// Rest Days Forever
Recently wrote about Rest Days for THE/THIRTY. Read the piece here or below :)
As a fitness professional, I’m often asked how many times I work out a week—because I must live at the gym, right? In reality, it’s a sentiment that could not be further from the truth: I’m a massive proponent of a balanced lifestyle, one that includes sleeping later when you want, going on adventures with people you love, and maintaining spontaneous space to just live. My enjoyment of rest days is something to embrace not just because they sound amazing—who doesn’t want to nap or get a massage or enjoy the day without having to think about if they will have to wash their hair again due to a sweaty workout?—but also because they are actually a key component of recovery and overall well-being.
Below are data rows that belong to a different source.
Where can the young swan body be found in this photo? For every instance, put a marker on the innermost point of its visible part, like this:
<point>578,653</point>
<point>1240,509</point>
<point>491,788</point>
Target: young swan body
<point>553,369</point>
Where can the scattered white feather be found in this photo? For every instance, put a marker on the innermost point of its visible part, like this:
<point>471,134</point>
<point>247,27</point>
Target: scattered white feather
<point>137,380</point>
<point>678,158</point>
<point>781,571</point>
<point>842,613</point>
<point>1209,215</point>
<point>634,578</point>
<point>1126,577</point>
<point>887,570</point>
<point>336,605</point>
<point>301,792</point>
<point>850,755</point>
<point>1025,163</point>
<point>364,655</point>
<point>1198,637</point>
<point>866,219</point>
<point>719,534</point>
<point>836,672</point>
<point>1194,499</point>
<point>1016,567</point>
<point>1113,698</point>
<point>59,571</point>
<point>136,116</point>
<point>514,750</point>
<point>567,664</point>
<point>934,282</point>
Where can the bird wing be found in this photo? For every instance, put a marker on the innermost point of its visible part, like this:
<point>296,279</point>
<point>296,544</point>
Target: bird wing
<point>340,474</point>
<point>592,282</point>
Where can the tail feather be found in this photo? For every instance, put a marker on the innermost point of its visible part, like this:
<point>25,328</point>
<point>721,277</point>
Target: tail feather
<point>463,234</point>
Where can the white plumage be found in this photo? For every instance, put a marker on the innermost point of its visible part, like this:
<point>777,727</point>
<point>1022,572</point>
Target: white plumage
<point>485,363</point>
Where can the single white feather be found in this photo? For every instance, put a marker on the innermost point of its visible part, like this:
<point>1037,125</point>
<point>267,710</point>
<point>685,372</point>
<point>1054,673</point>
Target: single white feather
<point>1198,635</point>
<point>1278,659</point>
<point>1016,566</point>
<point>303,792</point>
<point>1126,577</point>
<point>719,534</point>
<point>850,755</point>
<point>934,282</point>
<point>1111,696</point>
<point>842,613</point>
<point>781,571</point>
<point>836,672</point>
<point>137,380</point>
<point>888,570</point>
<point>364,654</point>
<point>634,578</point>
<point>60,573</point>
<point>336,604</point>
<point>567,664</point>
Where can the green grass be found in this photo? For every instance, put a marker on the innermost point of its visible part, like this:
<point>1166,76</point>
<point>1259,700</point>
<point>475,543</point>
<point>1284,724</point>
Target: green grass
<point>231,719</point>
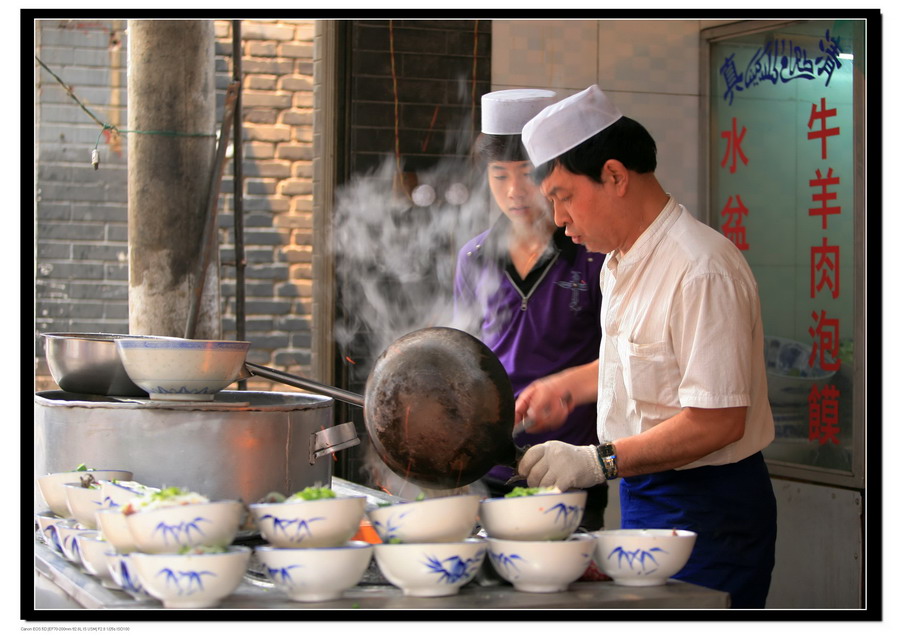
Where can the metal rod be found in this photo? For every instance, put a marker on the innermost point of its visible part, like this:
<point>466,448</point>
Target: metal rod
<point>210,236</point>
<point>240,263</point>
<point>308,384</point>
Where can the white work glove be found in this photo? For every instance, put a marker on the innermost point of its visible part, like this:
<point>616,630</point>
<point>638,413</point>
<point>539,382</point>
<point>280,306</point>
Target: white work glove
<point>556,463</point>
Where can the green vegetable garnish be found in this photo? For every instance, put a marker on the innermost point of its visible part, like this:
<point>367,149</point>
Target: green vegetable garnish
<point>201,550</point>
<point>311,493</point>
<point>521,491</point>
<point>167,493</point>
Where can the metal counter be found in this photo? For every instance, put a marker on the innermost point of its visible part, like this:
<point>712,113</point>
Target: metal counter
<point>486,592</point>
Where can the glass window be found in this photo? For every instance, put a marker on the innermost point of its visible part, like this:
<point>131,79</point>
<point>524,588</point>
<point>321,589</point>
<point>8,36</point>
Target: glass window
<point>783,189</point>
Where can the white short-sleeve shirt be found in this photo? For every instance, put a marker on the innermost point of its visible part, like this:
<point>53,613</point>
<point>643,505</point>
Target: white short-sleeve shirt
<point>681,327</point>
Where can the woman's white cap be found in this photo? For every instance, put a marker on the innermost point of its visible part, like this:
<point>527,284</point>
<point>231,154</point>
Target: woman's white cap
<point>566,124</point>
<point>506,112</point>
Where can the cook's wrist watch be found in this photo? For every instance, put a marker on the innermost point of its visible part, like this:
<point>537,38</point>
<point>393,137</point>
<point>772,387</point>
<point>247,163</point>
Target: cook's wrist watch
<point>606,453</point>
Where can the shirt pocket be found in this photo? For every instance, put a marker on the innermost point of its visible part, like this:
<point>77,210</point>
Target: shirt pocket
<point>651,373</point>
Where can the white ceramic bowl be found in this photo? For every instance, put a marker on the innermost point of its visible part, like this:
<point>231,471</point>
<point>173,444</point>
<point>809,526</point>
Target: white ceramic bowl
<point>542,566</point>
<point>431,569</point>
<point>182,369</point>
<point>643,557</point>
<point>84,503</point>
<point>316,574</point>
<point>51,486</point>
<point>438,519</point>
<point>541,517</point>
<point>47,521</point>
<point>113,525</point>
<point>169,529</point>
<point>124,575</point>
<point>789,375</point>
<point>68,530</point>
<point>94,549</point>
<point>116,493</point>
<point>308,524</point>
<point>192,580</point>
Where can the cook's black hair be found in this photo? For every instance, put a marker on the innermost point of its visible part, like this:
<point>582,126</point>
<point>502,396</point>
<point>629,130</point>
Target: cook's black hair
<point>499,148</point>
<point>625,140</point>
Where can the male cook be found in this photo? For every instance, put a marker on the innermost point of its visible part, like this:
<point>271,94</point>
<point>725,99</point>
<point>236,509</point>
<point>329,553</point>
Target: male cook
<point>682,406</point>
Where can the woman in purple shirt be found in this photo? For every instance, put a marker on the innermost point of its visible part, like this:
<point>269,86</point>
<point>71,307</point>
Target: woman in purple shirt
<point>523,287</point>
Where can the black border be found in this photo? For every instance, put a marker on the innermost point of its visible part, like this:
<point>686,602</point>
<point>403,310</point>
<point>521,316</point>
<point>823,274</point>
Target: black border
<point>873,496</point>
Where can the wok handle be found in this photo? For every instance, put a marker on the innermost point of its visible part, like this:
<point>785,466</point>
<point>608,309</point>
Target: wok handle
<point>302,382</point>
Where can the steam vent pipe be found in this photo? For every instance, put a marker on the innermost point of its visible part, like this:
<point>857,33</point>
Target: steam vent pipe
<point>171,148</point>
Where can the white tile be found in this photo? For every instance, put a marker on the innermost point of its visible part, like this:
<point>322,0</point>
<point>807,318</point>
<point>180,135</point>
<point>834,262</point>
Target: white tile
<point>658,56</point>
<point>673,121</point>
<point>553,54</point>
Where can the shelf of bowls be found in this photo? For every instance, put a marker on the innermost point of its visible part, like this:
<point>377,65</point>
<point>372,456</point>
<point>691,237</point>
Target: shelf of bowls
<point>177,547</point>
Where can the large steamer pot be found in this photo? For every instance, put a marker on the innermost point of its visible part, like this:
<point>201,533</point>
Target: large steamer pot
<point>243,445</point>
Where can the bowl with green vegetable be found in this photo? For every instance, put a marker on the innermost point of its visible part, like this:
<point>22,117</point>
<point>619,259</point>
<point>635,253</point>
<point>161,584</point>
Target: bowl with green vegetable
<point>542,566</point>
<point>643,557</point>
<point>68,530</point>
<point>313,517</point>
<point>115,493</point>
<point>198,577</point>
<point>84,500</point>
<point>47,521</point>
<point>94,549</point>
<point>113,525</point>
<point>175,518</point>
<point>436,519</point>
<point>316,574</point>
<point>52,485</point>
<point>533,514</point>
<point>431,569</point>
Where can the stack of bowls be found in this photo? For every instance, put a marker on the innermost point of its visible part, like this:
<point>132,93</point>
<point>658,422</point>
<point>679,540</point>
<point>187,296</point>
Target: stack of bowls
<point>181,553</point>
<point>73,498</point>
<point>532,542</point>
<point>311,556</point>
<point>426,548</point>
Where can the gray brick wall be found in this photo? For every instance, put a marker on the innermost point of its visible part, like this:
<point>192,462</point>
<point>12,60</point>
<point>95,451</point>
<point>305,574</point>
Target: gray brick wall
<point>81,271</point>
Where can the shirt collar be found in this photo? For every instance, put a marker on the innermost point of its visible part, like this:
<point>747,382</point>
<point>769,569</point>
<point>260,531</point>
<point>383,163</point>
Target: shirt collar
<point>494,247</point>
<point>651,236</point>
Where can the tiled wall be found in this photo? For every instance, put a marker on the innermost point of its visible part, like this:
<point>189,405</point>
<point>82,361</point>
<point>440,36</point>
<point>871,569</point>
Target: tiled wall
<point>649,68</point>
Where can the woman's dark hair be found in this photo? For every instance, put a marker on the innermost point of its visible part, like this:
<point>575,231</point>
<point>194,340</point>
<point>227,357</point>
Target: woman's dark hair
<point>625,140</point>
<point>499,148</point>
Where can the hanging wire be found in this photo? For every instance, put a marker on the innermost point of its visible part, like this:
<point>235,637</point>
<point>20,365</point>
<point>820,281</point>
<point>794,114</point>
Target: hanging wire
<point>396,100</point>
<point>95,152</point>
<point>474,76</point>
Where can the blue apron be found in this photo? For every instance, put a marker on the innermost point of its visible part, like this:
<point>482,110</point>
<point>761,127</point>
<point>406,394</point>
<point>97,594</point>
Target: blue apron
<point>732,510</point>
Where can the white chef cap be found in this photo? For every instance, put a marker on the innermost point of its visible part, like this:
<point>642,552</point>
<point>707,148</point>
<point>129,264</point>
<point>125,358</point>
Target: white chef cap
<point>506,112</point>
<point>566,124</point>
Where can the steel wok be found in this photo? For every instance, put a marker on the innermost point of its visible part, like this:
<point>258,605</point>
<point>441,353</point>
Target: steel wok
<point>438,405</point>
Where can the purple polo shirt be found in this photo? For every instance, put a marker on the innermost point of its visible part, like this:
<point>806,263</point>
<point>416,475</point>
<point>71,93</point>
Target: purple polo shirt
<point>536,327</point>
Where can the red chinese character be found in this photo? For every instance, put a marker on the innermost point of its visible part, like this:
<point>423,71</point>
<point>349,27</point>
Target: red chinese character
<point>823,414</point>
<point>733,149</point>
<point>826,340</point>
<point>825,196</point>
<point>823,133</point>
<point>734,228</point>
<point>825,261</point>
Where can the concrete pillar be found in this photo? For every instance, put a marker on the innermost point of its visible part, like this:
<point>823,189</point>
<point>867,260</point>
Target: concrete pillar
<point>171,92</point>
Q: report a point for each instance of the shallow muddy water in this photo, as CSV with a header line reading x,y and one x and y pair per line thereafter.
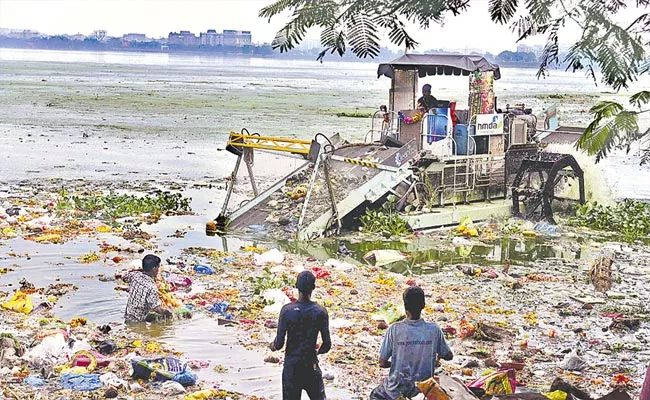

Don’t get me wrong—getting to the gym matters. Building muscle, practicing yoga, and doing other things that require you to move your body all matter too. However, rest and sleep are just as necessary, and it goes deeper than just giving muscles a break.
Keep reading to learn exactly why (and how) you should be taking frequent rest days.
YOU SHOULD BE TAKING REST DAYS AT LEAST ONCE A WEEK, IF NOT MORE.
Let’s start with saying that most people need one to three rest days a week if they’re working out most days of the week. Even if you have a more laid-back training schedule, designated rest days still matter. These rest days could be passive (doing absolutely nothing, which is my choice) or active, meaning you continue to exercise, but the activity is less intense and the duration not as long. (Think walking, foam rolling, or a restorative yoga class.)
SKIPPING REST DAYS CAN BE COUNTERPRODUCTIVE TO YOUR FITNESS GOALS—OR DOWNRIGHT DANGEROUS.
When we don’t take rest days, our bodies can get thrown out of whack. We are more at risk for injuries and burnout, which can negate some of our original intentions for working out (such as being stronger or losing weight). This can happen because exercising gets the heart rate up, which cues our body to release cortisol—the same fight-or-flight stress hormone that’s released when our body thinks it’s in danger. Cortisol in itself can have positive effects during a workout: You’re more alert, and you feel strong. However, if this state continues, your body will take attention away from other bodily needs like digestion, immunity, and muscle repair. High-cortisol levels are also linked to increased abdominal fat, anxiety, and depression, and can affect hormones such as testosterone and estrogen.
SO NOW THAT YOU KNOW WHY REST DAYS MATTER, WHAT SHOULD YOU DO?
A rest day could include active recovery options like swimming, walking, gentle yoga, or foam rolling, as mentioned above, or you could get a massage, which is greatly beneficial for active bodies. You could meditate, journal, or do anything the feeds your mental, spiritual, emotional body as well.
Otherwise, just rest. I know it’s easier said than done when we are programmed to think we have to be “doing something” to reach our fitness and/or health goals. In yoga, it’s said that the highest form of practice is final relaxation—the ability to do nothing. I always say it is a gift we give ourselves, free of exertion, but also free of guilt or worry.
THAT BEING SAID, TRY NOT TO LOOK AT REST DAYS AS YET ANOTHER OBLIGATION.
Rest days are a necessity, but I do not want anyone to start looking at rest days as mandates. There is a self-care theme I’m seeing lately where it’s becoming a to-do list. I feel that a rest day should also be free of obligation around activity. It’s why this is far from a “what to do on a rest day” list. It is truly up to you, and the real takeaway is the importance of rest days along with a peaceful mind-set around taking them… and enjoying them.